Pakistan’s constitution never incorporated Gilgit-Baltistan as a province despite it being a state of geographical significance owing to the pending resolution for Kashmir in the hands of the United Nations.  However, post the horrors of 9/11 which maligned the global image of Pakistan, the nation had to carry out rampant administrative changes as a suggestive measure. As a result, China’s involvement in the country expanded and the issue of Gilgit-Baltistan surfaced, as it was the only land between Pakistan and China. The vital nature of the land enticed China which forced the Pakistani government to bring in the Gilgit-Baltistan Empowerment and Self-governance order in 2009. This order replaced the already instated Northern Areas Legislative Council in place and paved the way for Gilgit-Baltistan’s autonomy.

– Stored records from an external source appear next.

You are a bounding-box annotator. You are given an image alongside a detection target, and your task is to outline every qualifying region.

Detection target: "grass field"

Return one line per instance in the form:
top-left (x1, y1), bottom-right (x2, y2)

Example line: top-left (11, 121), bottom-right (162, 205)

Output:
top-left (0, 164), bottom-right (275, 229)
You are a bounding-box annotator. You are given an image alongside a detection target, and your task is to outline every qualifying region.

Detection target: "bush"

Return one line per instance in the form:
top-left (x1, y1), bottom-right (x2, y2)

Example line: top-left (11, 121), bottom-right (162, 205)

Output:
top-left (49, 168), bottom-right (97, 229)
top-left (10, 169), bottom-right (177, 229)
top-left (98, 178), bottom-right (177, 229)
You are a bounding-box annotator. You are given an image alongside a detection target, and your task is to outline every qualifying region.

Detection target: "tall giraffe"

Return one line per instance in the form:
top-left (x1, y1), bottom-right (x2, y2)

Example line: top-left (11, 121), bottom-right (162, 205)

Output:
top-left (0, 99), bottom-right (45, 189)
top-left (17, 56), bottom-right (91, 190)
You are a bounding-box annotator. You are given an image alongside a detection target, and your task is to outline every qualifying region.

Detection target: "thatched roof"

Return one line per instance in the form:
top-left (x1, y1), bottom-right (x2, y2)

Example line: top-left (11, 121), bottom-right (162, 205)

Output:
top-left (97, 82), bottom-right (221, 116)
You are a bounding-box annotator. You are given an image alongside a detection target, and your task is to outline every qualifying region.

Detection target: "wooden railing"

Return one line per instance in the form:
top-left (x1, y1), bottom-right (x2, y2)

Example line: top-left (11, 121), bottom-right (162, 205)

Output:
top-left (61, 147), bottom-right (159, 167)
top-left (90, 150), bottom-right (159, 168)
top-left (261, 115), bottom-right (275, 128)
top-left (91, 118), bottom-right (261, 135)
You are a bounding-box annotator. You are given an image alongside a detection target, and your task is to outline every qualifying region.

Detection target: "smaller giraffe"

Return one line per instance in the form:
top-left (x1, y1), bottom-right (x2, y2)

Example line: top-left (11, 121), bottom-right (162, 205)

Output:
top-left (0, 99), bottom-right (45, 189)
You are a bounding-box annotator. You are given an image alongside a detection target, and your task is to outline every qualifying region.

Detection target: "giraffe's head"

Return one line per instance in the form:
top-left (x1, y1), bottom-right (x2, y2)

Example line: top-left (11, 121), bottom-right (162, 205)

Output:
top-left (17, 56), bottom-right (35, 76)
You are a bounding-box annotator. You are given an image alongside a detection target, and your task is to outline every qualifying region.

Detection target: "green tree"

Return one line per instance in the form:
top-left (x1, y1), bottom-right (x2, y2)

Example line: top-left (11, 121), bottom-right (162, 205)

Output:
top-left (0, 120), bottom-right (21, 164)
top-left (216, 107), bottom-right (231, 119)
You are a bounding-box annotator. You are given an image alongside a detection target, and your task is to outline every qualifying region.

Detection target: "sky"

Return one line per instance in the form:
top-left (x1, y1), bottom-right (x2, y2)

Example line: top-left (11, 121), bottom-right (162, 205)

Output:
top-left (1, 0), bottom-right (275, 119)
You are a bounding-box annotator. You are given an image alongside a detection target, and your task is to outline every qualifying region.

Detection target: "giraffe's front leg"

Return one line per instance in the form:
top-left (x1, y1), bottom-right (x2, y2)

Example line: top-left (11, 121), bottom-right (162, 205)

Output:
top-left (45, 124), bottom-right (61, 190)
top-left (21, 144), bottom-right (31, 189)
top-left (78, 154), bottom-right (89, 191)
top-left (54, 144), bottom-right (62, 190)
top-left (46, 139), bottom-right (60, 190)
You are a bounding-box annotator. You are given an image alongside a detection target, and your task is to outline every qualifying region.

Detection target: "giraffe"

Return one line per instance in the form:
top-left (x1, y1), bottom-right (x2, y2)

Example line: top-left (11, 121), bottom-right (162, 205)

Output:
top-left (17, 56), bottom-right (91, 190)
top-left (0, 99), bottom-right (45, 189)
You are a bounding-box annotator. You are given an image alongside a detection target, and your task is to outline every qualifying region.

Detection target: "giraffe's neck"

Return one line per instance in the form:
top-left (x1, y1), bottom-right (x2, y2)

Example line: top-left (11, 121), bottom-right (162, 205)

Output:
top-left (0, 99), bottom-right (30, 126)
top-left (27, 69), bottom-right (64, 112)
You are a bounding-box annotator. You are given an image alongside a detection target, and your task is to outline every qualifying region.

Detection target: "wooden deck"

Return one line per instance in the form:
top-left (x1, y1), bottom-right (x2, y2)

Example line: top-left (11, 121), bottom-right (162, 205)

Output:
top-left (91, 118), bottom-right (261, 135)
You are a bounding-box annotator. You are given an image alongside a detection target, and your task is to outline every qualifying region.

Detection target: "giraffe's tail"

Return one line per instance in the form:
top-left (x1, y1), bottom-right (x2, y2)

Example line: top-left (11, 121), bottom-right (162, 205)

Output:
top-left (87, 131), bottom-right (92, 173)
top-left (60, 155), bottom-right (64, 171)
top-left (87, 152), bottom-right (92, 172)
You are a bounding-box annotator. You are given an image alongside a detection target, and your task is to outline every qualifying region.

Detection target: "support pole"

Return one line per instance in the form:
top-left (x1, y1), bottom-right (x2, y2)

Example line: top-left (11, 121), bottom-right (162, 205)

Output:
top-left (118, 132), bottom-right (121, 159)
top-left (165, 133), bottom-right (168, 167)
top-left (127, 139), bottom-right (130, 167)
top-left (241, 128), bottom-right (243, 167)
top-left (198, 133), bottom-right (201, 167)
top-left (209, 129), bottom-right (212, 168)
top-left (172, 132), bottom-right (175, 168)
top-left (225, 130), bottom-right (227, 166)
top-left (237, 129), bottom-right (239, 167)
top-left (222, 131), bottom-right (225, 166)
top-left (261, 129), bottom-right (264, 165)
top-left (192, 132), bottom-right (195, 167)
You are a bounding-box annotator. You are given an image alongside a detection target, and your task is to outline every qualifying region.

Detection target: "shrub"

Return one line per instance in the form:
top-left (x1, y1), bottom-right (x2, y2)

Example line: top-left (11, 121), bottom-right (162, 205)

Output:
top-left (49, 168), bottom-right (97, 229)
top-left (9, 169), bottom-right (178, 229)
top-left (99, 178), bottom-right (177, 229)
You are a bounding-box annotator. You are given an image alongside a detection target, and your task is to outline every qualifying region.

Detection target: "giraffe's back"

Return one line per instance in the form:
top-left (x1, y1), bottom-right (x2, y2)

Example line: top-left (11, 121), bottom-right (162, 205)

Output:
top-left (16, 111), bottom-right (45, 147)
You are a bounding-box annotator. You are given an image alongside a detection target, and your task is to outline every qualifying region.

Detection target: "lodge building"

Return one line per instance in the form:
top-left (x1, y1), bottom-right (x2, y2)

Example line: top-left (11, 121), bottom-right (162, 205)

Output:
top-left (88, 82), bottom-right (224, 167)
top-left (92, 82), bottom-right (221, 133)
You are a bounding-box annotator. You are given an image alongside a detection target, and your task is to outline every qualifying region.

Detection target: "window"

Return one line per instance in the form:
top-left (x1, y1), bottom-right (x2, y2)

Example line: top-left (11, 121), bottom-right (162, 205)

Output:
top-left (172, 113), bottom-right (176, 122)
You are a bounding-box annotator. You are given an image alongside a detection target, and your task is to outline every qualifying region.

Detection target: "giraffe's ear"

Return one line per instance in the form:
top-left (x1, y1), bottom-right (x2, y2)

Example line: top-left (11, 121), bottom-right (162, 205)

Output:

November 1 is celebrated as the Independence Day of Gilgit-Baltistan. Therefore, during the occasion last year, the Prime Minister of Pakistan announced that his government would award ‘provisional provincial status’ to the state. In addition, several other amendments were made in the 26th Constitutional Amendment Bill, to enable Gilgit-Baltistan in proper representation in the Parliament. This kind of active representation and direct accession under the umbrella of Pakistan is what makes the whole situation critically important for India. The collective and unequivocal opinion of the thinkers here feel that this cushiony bed of flowers and lustrous comradery between Pakistan and Gilgit-Baltistan is simply an act of appeasement to China. The sheer cornering of Gilgit-Baltistan in Pakistan’s chamber would enable China to exploit the geographical resources of the region and would only inch closer to India. This underhand quid-pro-quo arrangement of Pakistan with China with respect to Gilgit-Baltistan is of grave nature and India is, therefore, alert and vigilant.